O "espiritismo" brasileiro, que leva essa hipocrisia filantrópica às últimas consequências, reflete esse desprezo aos pobres, que leva seus seguidores e "tarefeiros" (os funcionários das "casas espíritas") a ajudarem pouco, mais preocupados em ver no povo pobre um "depósito de lixo" dos bens que as elites não querem mais. Aquela camiseta fora de moda, aquele remédio velho esquecido no armário do banheiro, e o curto dinheiro que permite comprar poucos pacotes de feijão e arroz com marca barata e ruim, que fazem um feijão sem gosto e um arroz que mais parece pasta de tão grudados seus grãos.

Mesmo quando tentam caprichar na "caridade", as elites não fazem muito. E os pobres não se sentem consolados. Existe uma foto de Chico Xavier com uma fila de mulheres pobres que se mantém tristonhas e submissas, enquanto o "médium" goza de superioridade com um sorriso de terrível orgulho, como se fosse um paxá.

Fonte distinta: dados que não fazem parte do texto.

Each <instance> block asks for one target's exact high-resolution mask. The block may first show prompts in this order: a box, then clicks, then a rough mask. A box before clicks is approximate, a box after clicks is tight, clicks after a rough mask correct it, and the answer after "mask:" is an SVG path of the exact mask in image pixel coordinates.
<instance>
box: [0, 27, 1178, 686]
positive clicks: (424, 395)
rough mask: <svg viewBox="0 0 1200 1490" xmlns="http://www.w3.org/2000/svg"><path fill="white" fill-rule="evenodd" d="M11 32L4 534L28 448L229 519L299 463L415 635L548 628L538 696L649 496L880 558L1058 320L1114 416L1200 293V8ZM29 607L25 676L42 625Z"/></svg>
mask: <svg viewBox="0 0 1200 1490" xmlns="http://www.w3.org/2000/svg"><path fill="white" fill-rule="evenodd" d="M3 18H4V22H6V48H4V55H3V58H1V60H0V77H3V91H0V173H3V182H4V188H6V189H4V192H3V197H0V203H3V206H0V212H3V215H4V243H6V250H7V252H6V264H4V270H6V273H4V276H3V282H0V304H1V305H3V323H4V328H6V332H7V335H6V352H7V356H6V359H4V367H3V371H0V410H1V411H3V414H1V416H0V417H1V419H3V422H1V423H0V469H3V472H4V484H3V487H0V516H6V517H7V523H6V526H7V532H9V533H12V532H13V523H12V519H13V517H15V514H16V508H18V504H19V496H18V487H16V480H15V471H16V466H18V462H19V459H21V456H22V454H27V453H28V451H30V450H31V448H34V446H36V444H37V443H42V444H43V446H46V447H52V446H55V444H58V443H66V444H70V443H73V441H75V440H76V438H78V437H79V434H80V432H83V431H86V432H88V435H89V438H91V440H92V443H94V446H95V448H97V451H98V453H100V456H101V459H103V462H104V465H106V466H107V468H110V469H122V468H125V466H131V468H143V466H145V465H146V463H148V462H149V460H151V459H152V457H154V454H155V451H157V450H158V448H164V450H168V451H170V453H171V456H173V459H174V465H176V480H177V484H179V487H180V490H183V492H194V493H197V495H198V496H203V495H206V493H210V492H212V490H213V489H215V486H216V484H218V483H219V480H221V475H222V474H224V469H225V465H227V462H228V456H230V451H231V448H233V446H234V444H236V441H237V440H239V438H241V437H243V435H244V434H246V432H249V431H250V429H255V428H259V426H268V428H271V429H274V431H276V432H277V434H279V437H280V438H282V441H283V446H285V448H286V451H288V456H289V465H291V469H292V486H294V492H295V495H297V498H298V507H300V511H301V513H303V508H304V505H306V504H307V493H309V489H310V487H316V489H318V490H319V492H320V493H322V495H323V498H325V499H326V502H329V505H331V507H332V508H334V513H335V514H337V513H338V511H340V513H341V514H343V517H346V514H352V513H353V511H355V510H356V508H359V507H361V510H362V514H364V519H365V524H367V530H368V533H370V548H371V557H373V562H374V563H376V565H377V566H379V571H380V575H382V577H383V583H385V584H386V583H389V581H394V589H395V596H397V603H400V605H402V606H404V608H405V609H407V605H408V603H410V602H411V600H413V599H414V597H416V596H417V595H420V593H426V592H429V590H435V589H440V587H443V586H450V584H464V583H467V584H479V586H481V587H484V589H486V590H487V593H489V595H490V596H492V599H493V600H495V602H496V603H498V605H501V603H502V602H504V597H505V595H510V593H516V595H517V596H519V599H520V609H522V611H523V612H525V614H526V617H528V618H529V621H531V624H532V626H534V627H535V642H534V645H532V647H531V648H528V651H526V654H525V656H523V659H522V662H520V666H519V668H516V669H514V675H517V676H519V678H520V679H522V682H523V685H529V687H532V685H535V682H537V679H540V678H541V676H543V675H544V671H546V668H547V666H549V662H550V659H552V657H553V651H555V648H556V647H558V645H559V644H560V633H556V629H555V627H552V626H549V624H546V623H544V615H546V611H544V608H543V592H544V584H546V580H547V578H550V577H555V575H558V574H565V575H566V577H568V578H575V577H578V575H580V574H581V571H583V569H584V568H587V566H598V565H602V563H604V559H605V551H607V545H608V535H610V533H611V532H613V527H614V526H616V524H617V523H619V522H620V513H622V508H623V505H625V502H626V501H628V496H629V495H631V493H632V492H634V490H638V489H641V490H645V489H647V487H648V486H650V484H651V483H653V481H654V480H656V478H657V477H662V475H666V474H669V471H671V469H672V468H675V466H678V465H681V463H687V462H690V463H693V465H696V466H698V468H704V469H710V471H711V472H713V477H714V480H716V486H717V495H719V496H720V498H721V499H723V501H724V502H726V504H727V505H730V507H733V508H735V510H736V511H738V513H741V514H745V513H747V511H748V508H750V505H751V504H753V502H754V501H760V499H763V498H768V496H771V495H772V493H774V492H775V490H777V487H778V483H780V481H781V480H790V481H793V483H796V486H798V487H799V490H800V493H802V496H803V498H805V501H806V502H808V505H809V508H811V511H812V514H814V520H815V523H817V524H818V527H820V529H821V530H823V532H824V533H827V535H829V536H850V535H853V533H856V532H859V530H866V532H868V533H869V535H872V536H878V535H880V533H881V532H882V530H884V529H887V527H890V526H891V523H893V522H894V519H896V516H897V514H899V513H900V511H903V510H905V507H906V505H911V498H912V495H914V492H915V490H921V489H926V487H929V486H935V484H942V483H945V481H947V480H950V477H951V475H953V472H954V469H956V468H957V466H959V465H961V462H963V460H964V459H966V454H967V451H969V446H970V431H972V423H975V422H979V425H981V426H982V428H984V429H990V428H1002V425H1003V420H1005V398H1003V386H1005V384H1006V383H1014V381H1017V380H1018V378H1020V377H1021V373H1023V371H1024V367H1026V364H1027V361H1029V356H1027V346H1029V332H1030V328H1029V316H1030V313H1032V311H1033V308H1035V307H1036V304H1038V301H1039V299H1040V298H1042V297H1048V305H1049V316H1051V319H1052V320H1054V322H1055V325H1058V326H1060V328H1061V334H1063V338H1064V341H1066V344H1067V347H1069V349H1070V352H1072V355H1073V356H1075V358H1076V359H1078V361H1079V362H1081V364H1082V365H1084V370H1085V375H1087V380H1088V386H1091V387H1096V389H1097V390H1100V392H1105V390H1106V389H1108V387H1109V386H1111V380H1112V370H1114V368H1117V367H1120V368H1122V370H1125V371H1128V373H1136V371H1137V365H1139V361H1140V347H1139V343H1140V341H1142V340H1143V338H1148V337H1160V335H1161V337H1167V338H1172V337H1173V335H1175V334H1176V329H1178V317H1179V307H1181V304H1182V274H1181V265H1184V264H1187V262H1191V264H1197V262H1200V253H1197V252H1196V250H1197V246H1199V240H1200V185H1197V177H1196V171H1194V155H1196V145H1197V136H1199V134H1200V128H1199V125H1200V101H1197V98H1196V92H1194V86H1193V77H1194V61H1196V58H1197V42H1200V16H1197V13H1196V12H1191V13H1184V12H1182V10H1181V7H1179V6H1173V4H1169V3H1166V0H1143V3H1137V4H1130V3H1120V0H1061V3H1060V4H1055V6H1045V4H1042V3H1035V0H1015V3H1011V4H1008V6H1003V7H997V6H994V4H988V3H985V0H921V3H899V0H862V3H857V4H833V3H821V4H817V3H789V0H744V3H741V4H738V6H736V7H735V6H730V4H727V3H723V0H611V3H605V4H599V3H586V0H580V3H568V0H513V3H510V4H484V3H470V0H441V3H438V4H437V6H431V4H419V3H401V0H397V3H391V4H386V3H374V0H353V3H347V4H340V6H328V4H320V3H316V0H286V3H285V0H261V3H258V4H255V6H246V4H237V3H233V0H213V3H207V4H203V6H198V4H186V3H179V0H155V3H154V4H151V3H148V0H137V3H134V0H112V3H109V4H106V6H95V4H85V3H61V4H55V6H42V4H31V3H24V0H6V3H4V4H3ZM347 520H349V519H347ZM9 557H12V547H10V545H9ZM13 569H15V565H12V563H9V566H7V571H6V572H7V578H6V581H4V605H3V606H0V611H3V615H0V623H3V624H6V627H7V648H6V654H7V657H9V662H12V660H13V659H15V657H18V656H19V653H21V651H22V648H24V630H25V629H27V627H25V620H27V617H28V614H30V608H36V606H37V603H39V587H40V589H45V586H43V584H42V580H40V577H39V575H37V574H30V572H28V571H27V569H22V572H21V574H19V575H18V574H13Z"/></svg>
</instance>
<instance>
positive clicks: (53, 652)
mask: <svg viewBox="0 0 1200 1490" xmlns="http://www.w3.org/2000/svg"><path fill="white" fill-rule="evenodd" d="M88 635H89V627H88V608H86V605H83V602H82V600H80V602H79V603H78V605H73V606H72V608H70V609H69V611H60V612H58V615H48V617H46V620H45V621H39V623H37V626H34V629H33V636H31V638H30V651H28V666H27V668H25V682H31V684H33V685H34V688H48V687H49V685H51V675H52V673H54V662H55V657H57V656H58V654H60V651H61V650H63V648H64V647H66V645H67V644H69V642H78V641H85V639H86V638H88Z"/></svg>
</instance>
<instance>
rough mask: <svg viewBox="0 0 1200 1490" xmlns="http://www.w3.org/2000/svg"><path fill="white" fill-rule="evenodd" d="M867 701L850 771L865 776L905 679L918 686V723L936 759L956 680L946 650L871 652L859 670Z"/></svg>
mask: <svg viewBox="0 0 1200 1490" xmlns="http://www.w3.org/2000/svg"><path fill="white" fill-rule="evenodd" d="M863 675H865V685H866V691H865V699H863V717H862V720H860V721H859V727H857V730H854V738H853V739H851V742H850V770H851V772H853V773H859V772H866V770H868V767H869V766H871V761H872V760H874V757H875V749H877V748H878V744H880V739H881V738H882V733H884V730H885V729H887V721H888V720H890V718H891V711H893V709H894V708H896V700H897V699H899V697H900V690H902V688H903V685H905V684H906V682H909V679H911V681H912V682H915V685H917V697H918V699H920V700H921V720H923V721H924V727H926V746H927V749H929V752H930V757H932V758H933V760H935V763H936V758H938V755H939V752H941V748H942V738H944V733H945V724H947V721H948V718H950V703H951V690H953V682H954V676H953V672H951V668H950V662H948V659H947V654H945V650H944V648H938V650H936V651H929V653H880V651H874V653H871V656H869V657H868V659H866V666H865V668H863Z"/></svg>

A classe média que praticamente monopoliza os pontos de vista e as abordagens feitas nas redes sociais e no imaginário oficial da opinião pública é que tentam desmentir tudo isso. Mas diante dos pobres que são obrigados, através dos "ensinamentos" de Chico Xavier, a viver uma "paz sem voz", aceitando resignados a própria desgraça, essa narrativa de pessoas bem de vida não faz o menor sentido, e dá uma pena haver muitos "textões" que tentam afirmar a classe média "espírita" ou "espiritualizada" como "amiga dos pobres", porque é muito palavreado com muita desculpa e nenhuma sinceridade.

O adorno das palavras dóceis não mata a fome dos pobres, que sempre estão desconfiados desse filantropismo de espetáculo, porque o que está em jogo não é a melhoria de vida dos mais necessitados, e sim a promoção pessoal de alguns "eleitos" da classe média, que são por ela glorificados por causa dessa festa do bom-mocismo que, realizada há séculos, nunca conseguiu resolver de verdade o problema da pobreza humana.